I began learning about rest by not resting. There are countless reasons I could list for why we should rest, why we need to rest, how rest is beneficial, but what is impressed on me most of all lately is that, truly, rest is an act of faith. But I didn’t see that at first.
I assumed that, moving to a country whose mottos include “hakuna matata” and “pole pole” (no worries and slowly), our lives on the field would not be quite so busy. When we arrived I learned rest isn’t something people do here. It’s true that nothing happens quickly. However, there is constantly work to be done. It just takes a long time to do things.
My husband and I arrived on the field without a team and with a 2-year old and an infant. He had to do all the official work for the organization. I had to figure out being a mom and running a household in this country totally on my own, not to mention helping my 2-year old through a traumatic transition and working out how to balance having two kids instead of one.
We had to hit the ground running, in a mad rush to fully furnish our house just so that we could live. That rush set the standard for the rest of the year, my husband working almost every single day to establish a new organization from scratch.
Christmas Day, we had been in the country almost 10 months, and we were packing for our first trip back to the US. I was looking forward to finally having my husband home for a day. Nothing is open on Christmas; he had to have a day off! Then, late in the morning, we received a phone call that a friend’s brother had died. The friend was alone because the rest of the family had gone to their country home for the holiday.

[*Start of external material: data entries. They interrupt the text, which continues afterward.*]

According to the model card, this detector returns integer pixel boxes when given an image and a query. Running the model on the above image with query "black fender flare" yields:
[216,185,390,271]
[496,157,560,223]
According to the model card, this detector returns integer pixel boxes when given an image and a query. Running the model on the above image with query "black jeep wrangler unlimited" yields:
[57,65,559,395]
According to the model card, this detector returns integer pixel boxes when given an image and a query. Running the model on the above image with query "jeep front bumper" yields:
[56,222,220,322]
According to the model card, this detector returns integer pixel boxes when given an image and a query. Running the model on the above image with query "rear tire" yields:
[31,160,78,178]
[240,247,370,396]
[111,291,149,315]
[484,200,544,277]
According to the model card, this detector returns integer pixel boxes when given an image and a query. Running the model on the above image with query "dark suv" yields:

They couldn’t come back to the city; the buses were overflowing with passengers. My husband went to sit with our friend. I had a breakdown.
As I fumed that afternoon, I realized that I didn’t begrudge my husband going to visit a grieving friend. It was the past 10 months of restlessness that got to me. Our lifestyle had to change. Late that night, when he got home, I told my husband how this pace of life was ruining me, that when we got back from our trip next year we would have to schedule real days off, or I wasn’t going to survive. It sounded overly dramatic, but I believe it was true. The days without rest were wearing on him, too. We were fully on the same page.
During that first year, I noticed the physical and mental consequences of not resting. I didn’t realize the spiritual ones until I began practicing regular rest.
Rest is, first of all, an act of faith. We are made in God’s image, but we have limitations that he doesn’t. He doesn’t sleep (Psalm 121:4). We would die without sleep.
When Jesus came to earth, he took on flesh. He took on human limitations, though he is divine. The gospels often mention Jesus getting away to spend time in prayer and also to rest. He invited his disciples “to a desolate place (to) rest awhile” (Mark 10:31). He sets an example for how to live with our physical limitations.
My husband needed to rest not only to restore his body, but to trust that God was establishing this organization and that God would continue doing his work on my husband’s days off. I needed to rest in order to actively trust God with my family’s needs. I couldn’t do it all, and I shouldn’t.
Failure or refusal to rest not only wearies our minds and bodies, but spiritually, it sets us up for self-centered idolatry – our attention focused on what we need to do, rather what God is doing. Regular rest sets us up to trust God to keep things going while we are off the clock.
It has been four years since that Christmas. I don’t always succeed in resting well. I am sure there is much for me still to learn and practice. I have learned one thing.
Rest is an act of faith. There is work I need to do. There are things I need to do to take care of my family. But my role in these things is not so urgent that I can’t rest one day a week. God is the one holding it all together, and he can certainly get along without me. I just need to trust him to do that!
What keeps you from rest? What do you need to trust God with so that you can take a day off?